Q SCOOP – Lin Wood prévoit une pétition à la Cour suprême.


Lin Wood prévoit une pétition à la Cour suprême après que la Cour a rejeté l’appel de la Géorgie.

Publié le 6.12.2020 apr ZACHARY STIEBER

Lin Wood (C) at U.S. District Court, Central District of California in Los Angeles, Calif., on Dec. 3, 2019. (Apu Gomes/Getty Images)
Lin Wood (C) devant le tribunal de district des États-Unis, district central de Californie à Los Angeles, Californie, le 3 décembre 2019. (Apu Gomes/Getty Images)

L’avocat Lin Wood a déclaré dimanche qu’il prévoit de déposer une requête auprès de la Cour suprême des États-Unis après qu’une cour d’appel fédérale a rejeté son appel dans une affaire visant à bloquer la certification des élections de 2020 en Géorgie.

« Les enjeux sont élevés car l’affaire porte sur une élection présidentielle contestée », a déclaré M. Wood dans un courriel adressé au journal The Epoch Times. « J’ai l’intention de déposer en temps voulu une requête auprès de la Cour suprême des États-Unis. » Un panel de la Cour d’appel américaine pour le 11e circuit a confirmé samedi la décision du 19 novembre du juge Steven Grimberg, nommé par Trump, qui a déclaré que M. Wood n’avait pas la capacité juridique en tant qu’électeur individuel de contester les procédures électorales de la Géorgie.

« Nous sommes d’accord avec le tribunal de district que Wood n’a pas la qualité pour agir parce qu’il n’allègue pas un préjudice particulier.
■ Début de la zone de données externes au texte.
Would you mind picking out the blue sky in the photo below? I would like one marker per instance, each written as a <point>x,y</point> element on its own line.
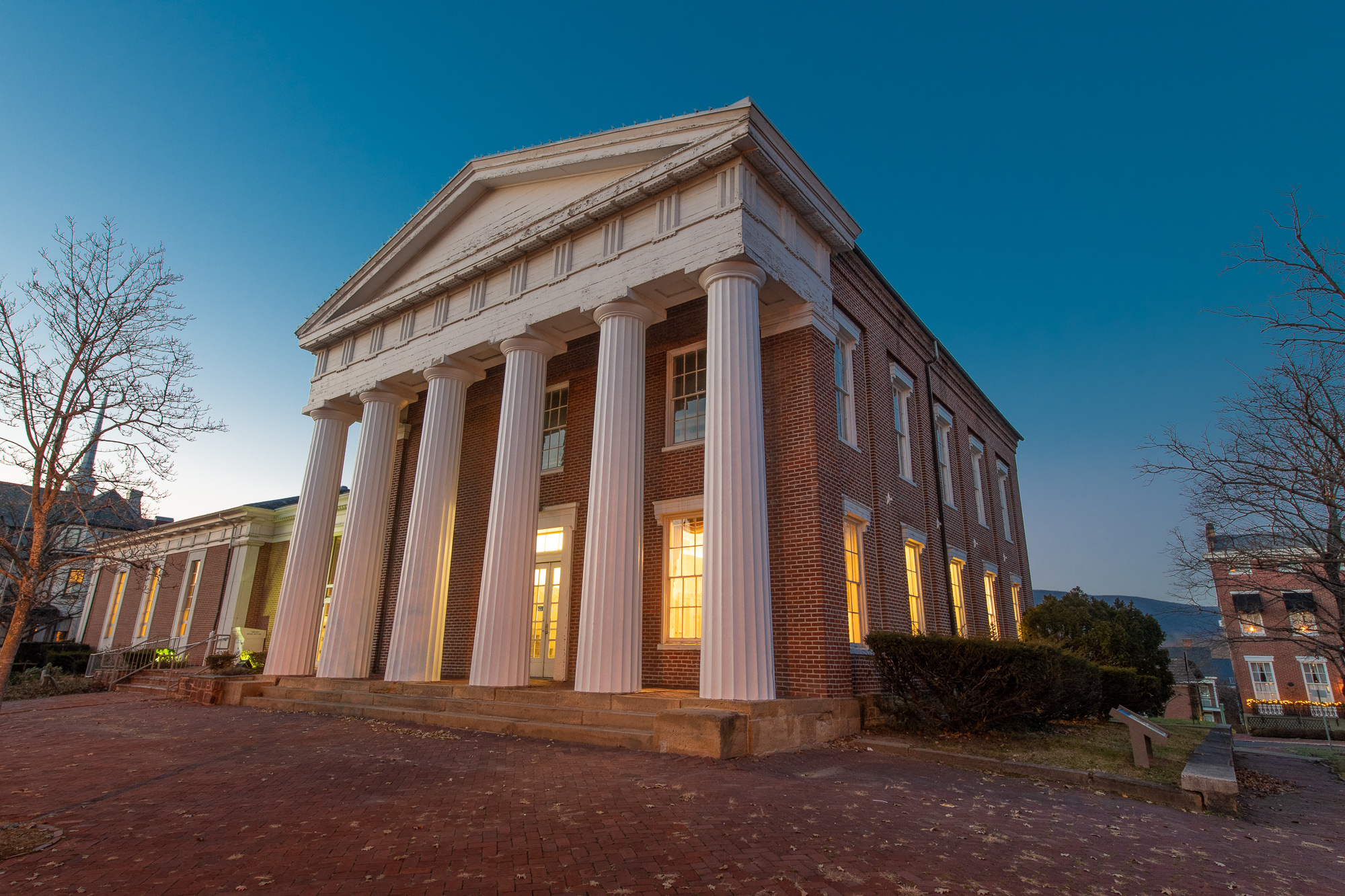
<point>1051,186</point>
Et parce que la Géorgie a déjà certifié ses résultats électoraux et sa liste d’électeurs présidentiels, les demandes d’aide d’urgence de M. Wood sont sans objet dans la mesure où elles concernent l’élection de 2020 », a écrit le panel dans un avis de 20 pages. « La Constitution indique clairement que les tribunaux fédéraux sont des tribunaux à compétence limitée, art. III ; nous ne pouvons pas organiser de concours post-électoraux sur des questions de comptage des votes et de mauvaise conduite qui peuvent être dûment déposées devant les tribunaux des États ».

Le panel était composé de Barbara Lagoa, nommée par Trump, de Jill Pryor, nommée par Obama, et de William Pryor, nommé par George W. Bush. M. Wood s’est dit déçu de la décision du panel, « car mon affaire est l’occasion pour le système judiciaire d’établir clairement que l’élection générale en Géorgie était illégale en raison de changements substantiels dans les procédures de vote par correspondance par le secrétaire d’État sans l’approbation de l’assemblée législative de Géorgie ».

« Mon vote a été dilué par le processus de vote illégal et sera à nouveau dilué lors du second tour des élections qui se déroule selon les mêmes règles illégales. Mon cas présente de graves problèmes d’égalité de protection qui doivent être réglés par le système judiciaire », a-t-il ajouté, avant de dire qu’il allait déposer une requête auprès de la Cour suprême.

Brad Raffensperger
Le secrétaire d’État géorgien Brad Raffensperger tient une conférence de presse sur l’état du décompte des voix à Atlanta, Géorgie, le 6 novembre 2020. (Jessica McGowan/Getty Images)

Un porte-parole du secrétaire d’État géorgien, Brian Raffensperger, qui a été nommé dans le procès, n’a pas répondu à une demande de commentaires.

Wood, connu pour avoir représenté Richard Jewell dans l’affaire de l’attentat à la bombe des Jeux olympiques d’Atlanta en 1996 et Nicholas Sandmann, un adolescent du Kentucky, après que les médias l’eurent diffamé, a déposé le mois dernier une plainte arguant que la modification des règles électorales par les représentants de l’État violait la Constitution américaine.

Les fonctionnaires de l’État n’étaient pas autorisés à modifier la manière de traiter les bulletins de vote par correspondance d’une manière contraire au code électoral de l’État, et par conséquent, le comptage des bulletins de vote par correspondance pour les élections générales dans l’État est « inapproprié et ne doit pas être autorisé », a allégué M. Wood, ajoutant : « Permettre le contraire éroderait les droits sacrés et fondamentaux des citoyens géorgiens en vertu de la Constitution des États-Unis de participer à une élection libre et équitable et de s’y fier ».

Grimberg a rejeté le procès environ une semaine plus tard, arguant que Wood n’avait pas qualité pour agir et ne pouvait pas démontrer une probabilité de succès sur le fond. M. Wood a remis en question la décision, déclarant que le juge « a peut-être exagéré en rejetant mon affirmation selon laquelle l’élection était illégale » en raison de l’accord entre Raffensperger et les démocrates qui a modifié les règles électorales.

M. Wood a fait appel peu après, ce qui a conduit à la décision du 5 décembre.